Причиной возникавших между ними трений обычно служило различие в происхождении, воспитании, привязанностях и образе жизни. Боровиц родился и вырос в Москве, в четыре года остался сиротой, в семь — рубил дрова, чтобы выжить, а в шестнадцать лет стал солдатом. Драгошани получил фамилию по месту своего рождения в Южных Карпатах на реке Олт, текущей с гор и впадающей в Дунай на границе с Болгарией. В древности эта территория носила название Валахии, к северу от нее располагалась Венгрия, к западу — Сербия и Босния.

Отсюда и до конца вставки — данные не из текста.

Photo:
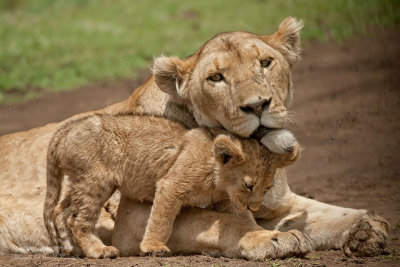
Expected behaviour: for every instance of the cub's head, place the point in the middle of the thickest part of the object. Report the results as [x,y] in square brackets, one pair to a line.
[245,169]
[237,80]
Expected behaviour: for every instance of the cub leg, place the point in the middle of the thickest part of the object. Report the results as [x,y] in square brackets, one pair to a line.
[86,204]
[166,206]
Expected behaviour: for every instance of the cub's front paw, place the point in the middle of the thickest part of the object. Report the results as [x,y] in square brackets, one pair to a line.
[279,141]
[292,243]
[160,250]
[368,237]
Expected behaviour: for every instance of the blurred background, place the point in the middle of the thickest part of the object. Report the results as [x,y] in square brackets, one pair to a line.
[56,45]
[63,57]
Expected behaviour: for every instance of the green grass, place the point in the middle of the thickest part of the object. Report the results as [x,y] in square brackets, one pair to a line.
[54,45]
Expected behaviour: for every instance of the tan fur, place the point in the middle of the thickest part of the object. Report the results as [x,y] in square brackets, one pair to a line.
[23,163]
[150,159]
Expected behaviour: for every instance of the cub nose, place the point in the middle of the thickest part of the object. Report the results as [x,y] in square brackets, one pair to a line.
[256,107]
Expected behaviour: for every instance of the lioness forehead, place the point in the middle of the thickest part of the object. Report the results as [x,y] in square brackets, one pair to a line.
[240,44]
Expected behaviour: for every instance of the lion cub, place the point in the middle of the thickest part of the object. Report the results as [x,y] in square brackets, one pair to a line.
[149,159]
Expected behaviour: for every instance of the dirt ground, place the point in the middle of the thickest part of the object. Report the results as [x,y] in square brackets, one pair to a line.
[347,113]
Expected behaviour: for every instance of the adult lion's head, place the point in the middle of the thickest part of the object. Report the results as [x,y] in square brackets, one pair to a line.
[237,80]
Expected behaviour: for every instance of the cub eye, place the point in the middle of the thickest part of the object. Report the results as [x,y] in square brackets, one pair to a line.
[216,77]
[265,63]
[248,187]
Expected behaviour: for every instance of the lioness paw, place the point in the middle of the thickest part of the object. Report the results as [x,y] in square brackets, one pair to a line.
[154,250]
[103,252]
[368,237]
[267,244]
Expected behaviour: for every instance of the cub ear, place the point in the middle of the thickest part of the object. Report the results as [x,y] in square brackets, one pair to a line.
[225,150]
[287,39]
[169,75]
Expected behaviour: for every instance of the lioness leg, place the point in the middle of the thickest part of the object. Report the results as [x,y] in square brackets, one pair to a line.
[61,213]
[214,233]
[86,204]
[357,232]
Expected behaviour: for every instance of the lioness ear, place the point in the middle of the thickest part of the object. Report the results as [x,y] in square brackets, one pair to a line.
[225,150]
[287,39]
[169,75]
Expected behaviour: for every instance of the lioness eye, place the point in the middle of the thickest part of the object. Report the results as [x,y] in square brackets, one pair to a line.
[248,187]
[265,63]
[216,77]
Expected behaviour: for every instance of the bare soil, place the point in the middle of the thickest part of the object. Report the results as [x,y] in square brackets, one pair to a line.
[347,113]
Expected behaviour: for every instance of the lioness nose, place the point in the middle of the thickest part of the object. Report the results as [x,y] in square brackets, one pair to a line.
[256,107]
[253,208]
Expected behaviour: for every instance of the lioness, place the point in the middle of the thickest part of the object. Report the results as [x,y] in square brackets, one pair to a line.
[151,159]
[198,100]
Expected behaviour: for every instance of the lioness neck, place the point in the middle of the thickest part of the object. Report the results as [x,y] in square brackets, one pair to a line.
[149,99]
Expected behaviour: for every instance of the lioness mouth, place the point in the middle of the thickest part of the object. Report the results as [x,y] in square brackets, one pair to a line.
[260,132]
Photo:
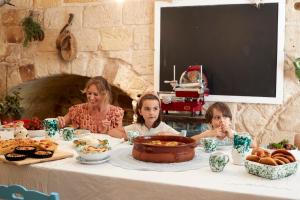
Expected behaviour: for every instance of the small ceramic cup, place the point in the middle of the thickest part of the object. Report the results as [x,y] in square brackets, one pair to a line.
[209,144]
[68,133]
[131,135]
[51,126]
[217,161]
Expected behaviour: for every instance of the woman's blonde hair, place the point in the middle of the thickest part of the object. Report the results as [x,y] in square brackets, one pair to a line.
[102,86]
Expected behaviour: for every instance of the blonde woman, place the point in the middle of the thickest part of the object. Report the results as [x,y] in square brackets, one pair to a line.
[97,114]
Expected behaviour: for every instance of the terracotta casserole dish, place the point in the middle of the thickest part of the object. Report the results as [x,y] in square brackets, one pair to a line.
[163,149]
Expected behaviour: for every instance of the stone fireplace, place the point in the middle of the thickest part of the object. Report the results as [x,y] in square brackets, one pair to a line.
[111,42]
[52,96]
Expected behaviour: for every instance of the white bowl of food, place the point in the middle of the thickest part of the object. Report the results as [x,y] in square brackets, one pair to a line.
[91,153]
[82,132]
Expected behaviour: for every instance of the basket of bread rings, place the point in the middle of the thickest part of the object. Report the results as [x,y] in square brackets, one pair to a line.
[275,165]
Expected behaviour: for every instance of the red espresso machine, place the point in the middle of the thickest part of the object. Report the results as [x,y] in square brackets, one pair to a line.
[188,94]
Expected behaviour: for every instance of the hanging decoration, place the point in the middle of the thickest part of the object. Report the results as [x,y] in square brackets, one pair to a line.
[256,2]
[297,67]
[32,29]
[66,42]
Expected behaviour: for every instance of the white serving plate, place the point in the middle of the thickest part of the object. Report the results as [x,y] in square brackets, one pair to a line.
[36,133]
[94,156]
[88,162]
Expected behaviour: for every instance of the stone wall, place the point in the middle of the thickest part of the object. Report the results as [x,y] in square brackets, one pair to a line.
[116,41]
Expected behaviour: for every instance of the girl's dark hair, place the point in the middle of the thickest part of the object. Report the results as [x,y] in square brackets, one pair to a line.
[102,86]
[222,107]
[139,106]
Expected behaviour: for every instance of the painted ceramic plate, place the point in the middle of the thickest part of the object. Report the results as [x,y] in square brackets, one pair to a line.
[83,161]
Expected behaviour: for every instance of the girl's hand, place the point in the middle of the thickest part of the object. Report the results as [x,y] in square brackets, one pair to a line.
[61,122]
[106,125]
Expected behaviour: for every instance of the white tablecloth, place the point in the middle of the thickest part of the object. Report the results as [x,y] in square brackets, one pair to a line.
[73,180]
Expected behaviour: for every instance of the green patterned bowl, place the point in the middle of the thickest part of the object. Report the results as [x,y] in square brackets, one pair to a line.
[271,172]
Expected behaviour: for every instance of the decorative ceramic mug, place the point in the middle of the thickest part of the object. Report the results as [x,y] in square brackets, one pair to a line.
[51,127]
[241,146]
[217,161]
[68,133]
[209,144]
[131,135]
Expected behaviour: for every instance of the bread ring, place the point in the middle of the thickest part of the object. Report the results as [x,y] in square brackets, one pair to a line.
[285,160]
[286,154]
[268,161]
[253,158]
[291,158]
[279,162]
[258,151]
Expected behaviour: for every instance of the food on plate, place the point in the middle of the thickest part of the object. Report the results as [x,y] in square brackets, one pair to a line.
[163,149]
[278,157]
[42,154]
[260,152]
[164,143]
[27,150]
[91,149]
[47,145]
[284,144]
[8,146]
[254,158]
[88,141]
[284,154]
[267,161]
[92,153]
[15,156]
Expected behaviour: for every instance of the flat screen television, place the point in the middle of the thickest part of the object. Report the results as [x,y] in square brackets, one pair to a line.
[240,45]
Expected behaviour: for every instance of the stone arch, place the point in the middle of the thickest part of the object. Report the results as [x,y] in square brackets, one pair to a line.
[53,95]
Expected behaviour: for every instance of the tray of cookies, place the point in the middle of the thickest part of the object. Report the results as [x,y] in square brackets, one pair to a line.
[275,165]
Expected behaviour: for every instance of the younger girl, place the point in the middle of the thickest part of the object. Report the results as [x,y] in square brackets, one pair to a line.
[219,117]
[148,119]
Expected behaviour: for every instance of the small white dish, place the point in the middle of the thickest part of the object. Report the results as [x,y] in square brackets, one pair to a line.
[93,156]
[95,162]
[36,133]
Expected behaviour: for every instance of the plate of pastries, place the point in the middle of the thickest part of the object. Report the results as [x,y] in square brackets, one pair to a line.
[20,149]
[278,164]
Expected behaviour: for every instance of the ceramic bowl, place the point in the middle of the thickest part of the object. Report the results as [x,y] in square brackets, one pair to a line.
[143,151]
[271,172]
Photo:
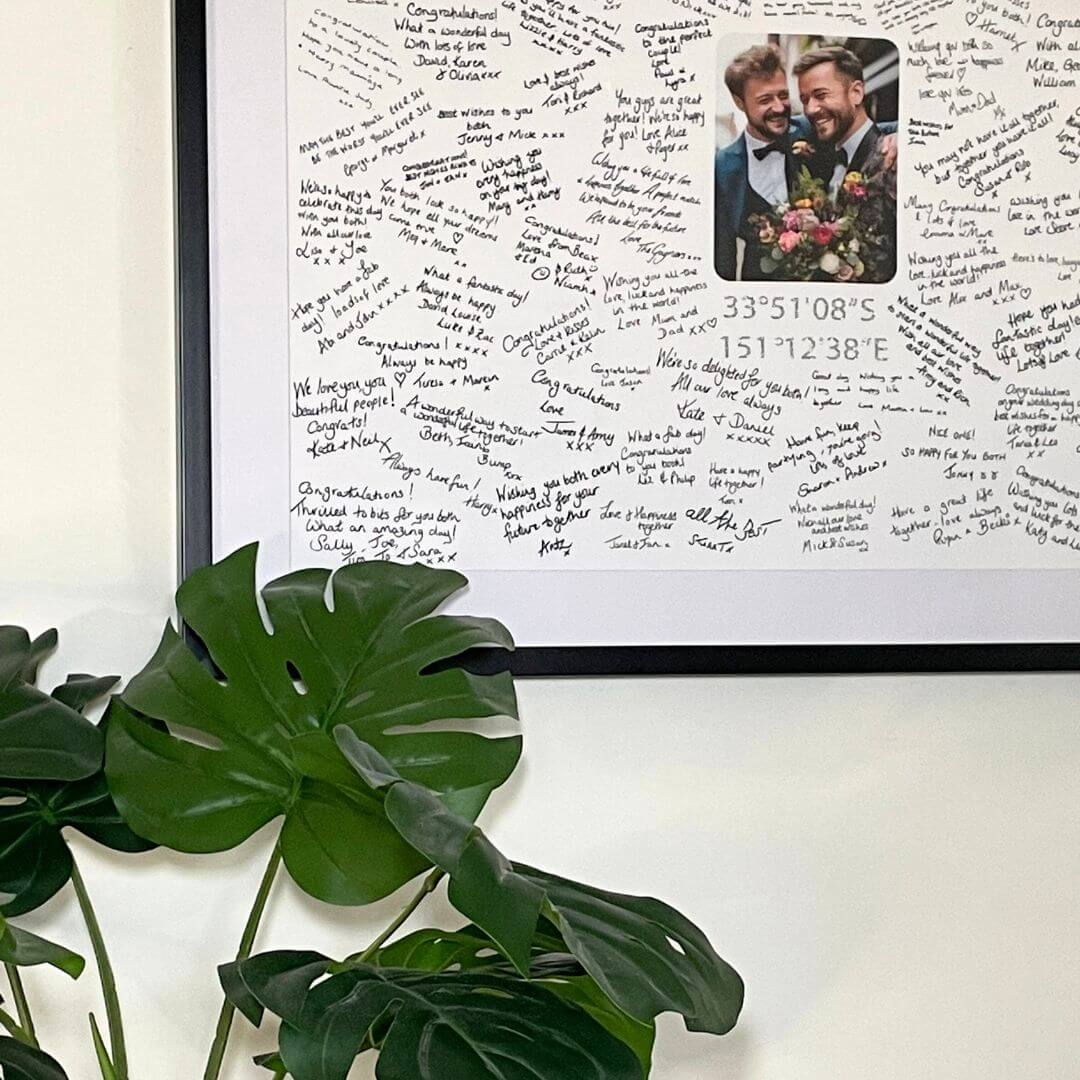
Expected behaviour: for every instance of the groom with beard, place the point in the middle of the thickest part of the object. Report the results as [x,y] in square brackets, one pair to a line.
[754,173]
[833,95]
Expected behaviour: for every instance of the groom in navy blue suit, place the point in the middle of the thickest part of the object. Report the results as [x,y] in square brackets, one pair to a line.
[754,173]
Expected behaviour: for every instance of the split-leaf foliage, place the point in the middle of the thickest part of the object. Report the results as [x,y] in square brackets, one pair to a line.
[339,704]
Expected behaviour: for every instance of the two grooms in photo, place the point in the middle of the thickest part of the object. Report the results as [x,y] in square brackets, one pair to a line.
[807,189]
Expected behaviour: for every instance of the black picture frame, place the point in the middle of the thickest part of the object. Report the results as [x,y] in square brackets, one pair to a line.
[196,466]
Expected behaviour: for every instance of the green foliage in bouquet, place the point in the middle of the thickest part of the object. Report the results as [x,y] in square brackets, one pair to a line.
[814,238]
[312,701]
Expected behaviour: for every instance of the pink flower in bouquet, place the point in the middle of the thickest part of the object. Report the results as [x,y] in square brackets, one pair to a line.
[853,186]
[824,232]
[829,262]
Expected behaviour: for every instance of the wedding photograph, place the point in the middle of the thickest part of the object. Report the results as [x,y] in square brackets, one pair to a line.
[807,149]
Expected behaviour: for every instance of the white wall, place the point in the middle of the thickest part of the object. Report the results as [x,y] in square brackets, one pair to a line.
[892,863]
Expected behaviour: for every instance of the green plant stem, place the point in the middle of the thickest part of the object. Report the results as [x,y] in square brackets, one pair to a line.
[108,981]
[22,1006]
[426,890]
[8,1022]
[246,943]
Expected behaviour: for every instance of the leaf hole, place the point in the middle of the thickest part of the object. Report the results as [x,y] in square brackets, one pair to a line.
[198,647]
[297,678]
[260,606]
[196,737]
[675,945]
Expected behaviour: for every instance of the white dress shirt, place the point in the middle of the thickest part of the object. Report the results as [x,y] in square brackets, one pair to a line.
[851,144]
[768,177]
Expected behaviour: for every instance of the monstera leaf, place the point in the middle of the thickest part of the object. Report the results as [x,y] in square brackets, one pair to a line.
[41,737]
[24,949]
[430,1026]
[551,967]
[250,740]
[644,955]
[35,859]
[19,1062]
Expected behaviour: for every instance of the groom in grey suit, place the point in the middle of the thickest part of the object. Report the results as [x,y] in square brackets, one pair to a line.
[755,172]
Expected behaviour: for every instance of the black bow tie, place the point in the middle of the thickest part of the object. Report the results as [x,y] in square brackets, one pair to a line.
[763,151]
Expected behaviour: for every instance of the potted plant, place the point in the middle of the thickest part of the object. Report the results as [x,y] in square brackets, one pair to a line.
[312,702]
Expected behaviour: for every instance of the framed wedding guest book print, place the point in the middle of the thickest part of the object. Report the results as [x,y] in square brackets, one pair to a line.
[701,335]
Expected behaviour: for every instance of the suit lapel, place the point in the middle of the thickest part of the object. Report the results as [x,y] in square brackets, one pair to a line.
[869,140]
[736,183]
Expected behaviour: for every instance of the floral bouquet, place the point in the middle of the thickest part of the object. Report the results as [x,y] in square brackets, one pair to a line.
[814,238]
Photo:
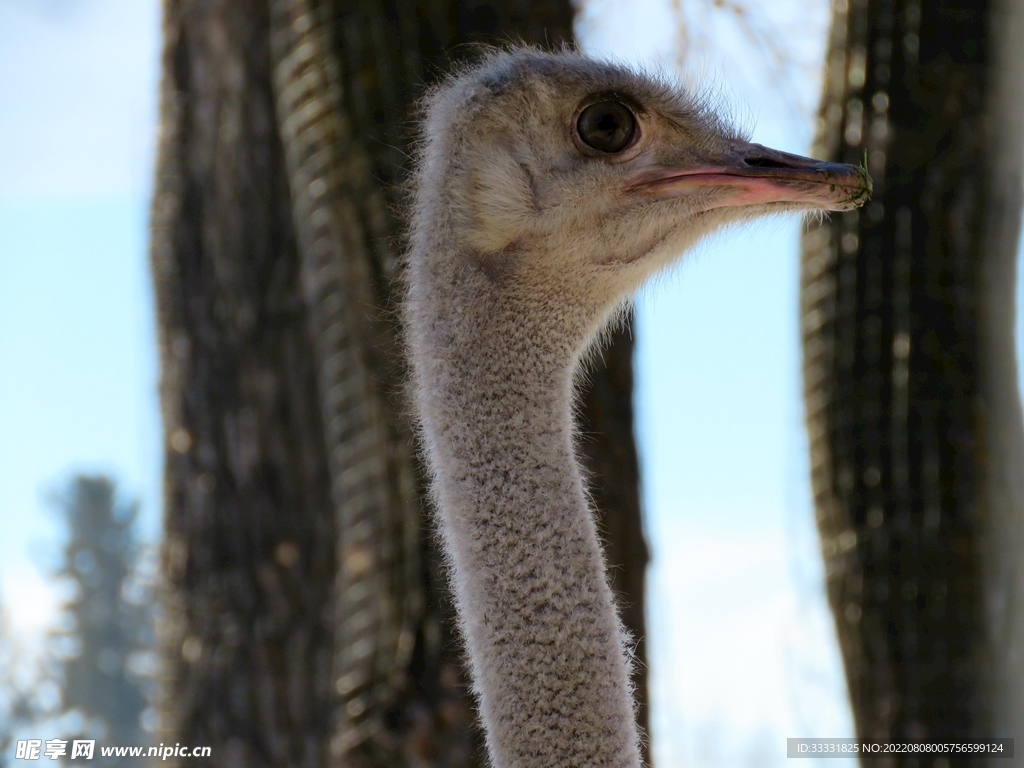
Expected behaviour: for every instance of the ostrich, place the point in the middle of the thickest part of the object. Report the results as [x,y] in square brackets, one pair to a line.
[549,187]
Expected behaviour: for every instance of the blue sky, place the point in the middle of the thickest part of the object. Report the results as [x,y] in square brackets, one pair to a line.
[742,652]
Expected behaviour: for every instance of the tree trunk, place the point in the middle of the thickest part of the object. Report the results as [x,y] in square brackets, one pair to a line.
[308,619]
[911,400]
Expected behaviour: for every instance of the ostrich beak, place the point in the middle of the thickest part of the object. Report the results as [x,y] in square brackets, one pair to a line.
[752,174]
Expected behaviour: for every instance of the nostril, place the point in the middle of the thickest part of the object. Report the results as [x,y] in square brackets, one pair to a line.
[765,163]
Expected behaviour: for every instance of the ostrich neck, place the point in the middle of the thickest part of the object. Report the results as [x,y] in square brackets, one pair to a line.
[546,647]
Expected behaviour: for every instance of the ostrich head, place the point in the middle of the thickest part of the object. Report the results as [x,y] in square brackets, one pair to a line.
[549,187]
[552,171]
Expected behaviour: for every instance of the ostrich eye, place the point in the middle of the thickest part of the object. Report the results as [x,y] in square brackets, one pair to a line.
[606,126]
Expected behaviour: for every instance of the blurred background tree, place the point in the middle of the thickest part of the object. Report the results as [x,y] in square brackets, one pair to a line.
[910,383]
[107,636]
[307,605]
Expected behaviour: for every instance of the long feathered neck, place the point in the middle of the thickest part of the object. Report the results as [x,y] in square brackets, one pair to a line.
[494,388]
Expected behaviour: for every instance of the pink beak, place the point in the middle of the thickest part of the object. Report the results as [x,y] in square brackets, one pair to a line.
[752,174]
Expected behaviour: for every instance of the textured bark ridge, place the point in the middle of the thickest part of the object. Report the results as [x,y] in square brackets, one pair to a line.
[294,626]
[912,412]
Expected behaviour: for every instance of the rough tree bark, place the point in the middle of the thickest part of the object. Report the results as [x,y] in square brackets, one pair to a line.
[911,399]
[293,635]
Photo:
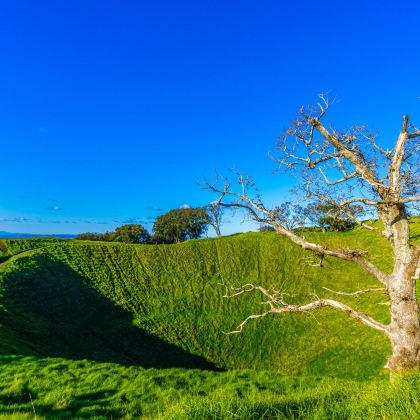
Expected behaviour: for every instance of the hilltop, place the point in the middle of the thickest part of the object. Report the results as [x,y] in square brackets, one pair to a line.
[80,307]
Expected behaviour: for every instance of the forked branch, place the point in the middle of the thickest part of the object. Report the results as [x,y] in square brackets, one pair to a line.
[278,305]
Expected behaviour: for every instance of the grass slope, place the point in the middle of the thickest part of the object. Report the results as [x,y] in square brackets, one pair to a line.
[80,322]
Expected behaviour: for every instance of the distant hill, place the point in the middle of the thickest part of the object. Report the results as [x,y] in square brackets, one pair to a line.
[35,235]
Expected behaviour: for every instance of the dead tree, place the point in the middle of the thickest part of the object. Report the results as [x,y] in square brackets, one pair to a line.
[348,170]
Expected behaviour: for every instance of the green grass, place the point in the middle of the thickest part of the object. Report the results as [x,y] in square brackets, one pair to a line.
[99,329]
[48,388]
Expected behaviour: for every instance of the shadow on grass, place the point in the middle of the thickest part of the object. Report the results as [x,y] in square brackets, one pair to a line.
[49,310]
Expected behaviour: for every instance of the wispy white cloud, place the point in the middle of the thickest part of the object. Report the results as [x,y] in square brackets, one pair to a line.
[14,220]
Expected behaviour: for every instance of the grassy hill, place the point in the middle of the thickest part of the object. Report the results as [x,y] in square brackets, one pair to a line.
[103,316]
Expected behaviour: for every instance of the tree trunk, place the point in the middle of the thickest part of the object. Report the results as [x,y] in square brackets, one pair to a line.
[404,329]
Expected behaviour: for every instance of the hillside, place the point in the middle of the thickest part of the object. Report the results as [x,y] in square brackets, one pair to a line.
[87,307]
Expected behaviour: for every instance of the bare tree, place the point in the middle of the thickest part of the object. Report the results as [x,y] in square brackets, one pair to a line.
[344,169]
[290,215]
[215,214]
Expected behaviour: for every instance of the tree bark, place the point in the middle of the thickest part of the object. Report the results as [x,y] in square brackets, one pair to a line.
[404,328]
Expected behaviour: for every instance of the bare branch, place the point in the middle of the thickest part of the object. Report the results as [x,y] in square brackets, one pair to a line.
[357,292]
[338,181]
[414,134]
[278,306]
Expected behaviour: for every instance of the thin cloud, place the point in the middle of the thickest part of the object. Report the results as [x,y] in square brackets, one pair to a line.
[14,220]
[153,208]
[53,208]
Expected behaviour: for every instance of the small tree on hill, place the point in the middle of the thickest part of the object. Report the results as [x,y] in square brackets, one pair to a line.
[215,214]
[131,234]
[179,225]
[342,169]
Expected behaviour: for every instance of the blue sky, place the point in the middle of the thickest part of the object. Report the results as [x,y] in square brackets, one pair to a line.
[113,111]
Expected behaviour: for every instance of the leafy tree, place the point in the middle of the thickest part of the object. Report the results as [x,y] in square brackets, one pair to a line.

Вот почему он считал себя валахом, в крайнем случае румыном. Как историк и патриот (хотя его патриотизм относился к стране, имя которой сохранилось лишь на старинных картах), он знал, что история его родины была долгой и кровавой. Если заглянуть в историю Валахии, можно узнать, что ее обменивали, захватывали, разворовывали и возвращали обратно, снова разворовывали, грабили, уничтожали, сравнивали с землей, но она всегда возрождалась и вновь обретала самостоятельность подобно птице Феникс. Земля ее была живой, она до черноты пропиталась кровью, и кровь давала ей силу. Земля была сильна людьми, а люди получали силу от земли. Они боролись за эту землю, но земля могла и сама постоять за себя. Если посмотреть на старинную карту, станет понятно, почему это было именно так: в те далекие времена, когда не было еще самолетов и танков, окруженная горами и болотами, защищенная с востока Черным морем, с запада — непроходимыми трясинами, а с юга — Дунаем, страна представляла собой естественную крепость, была практически изолирована от окружающего мира.